Currently a new trend seems to emerge in the floriculture sector; the usage of plants with brighter and bolder colours.

Also pastels are still being used but now they are combined with bright colours resulting in a burst of beautiful colours & energy. For example, contrasting colors will be used: combinations of yellow-purple, orange–purple, red-orange-pink, etc. The accessories or supplementary materials of the arrangements are still natural material such as wood, stone, sands, fine rattan, woven water hyacinth stems, and so on using a variety of techniques.

This bright mix of colours and techniques has a more natural apperance, it provides an appropriate balance but at the same time makes the arrangements more dynamic.

Countries with four seasons usually have trends according to seasons such as:

  • Spring “SWEET HARMONY” using soft colors , the flowers used are small and smooth, blended with complementary items such as ribbons for femininity, soft twigs, vases painted with small flowers.
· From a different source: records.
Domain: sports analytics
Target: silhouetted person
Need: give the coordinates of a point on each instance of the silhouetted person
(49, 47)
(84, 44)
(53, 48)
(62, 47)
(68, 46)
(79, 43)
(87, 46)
Overal sweet and feminine elements are strongly present.
  • Summer “HOLIDAY HOME” using bright colors like yellow, orange with gradation, pink, green, and sea-shell as accessory combined with a base of white sands or white rattan.
  • Autumn “NOBLE HOUSE” using darker colors like maroon, brown, and green. Dark brown twigs are also added to the arrangements. In addition, according to the latest trends vegetables and fruits can be added to as accessories.
  • Winter “NOSTALGIA CHIC” dominated by white color as they reflect white snow in the winter, blue, brown, green, and silver. Usually the winter trend is identical to the Christmas trend using shiny and luxurious ornaments. Besides these, cotton or similar material (thin dried leaves = skeleton leaf) are often used to present the impression of winter.

Bright Colors of Flowers Bright colors of flowers

Large trees and garden/potted plants are also still an important part in decorations. These create a feeling of real nature with plants that are still alive.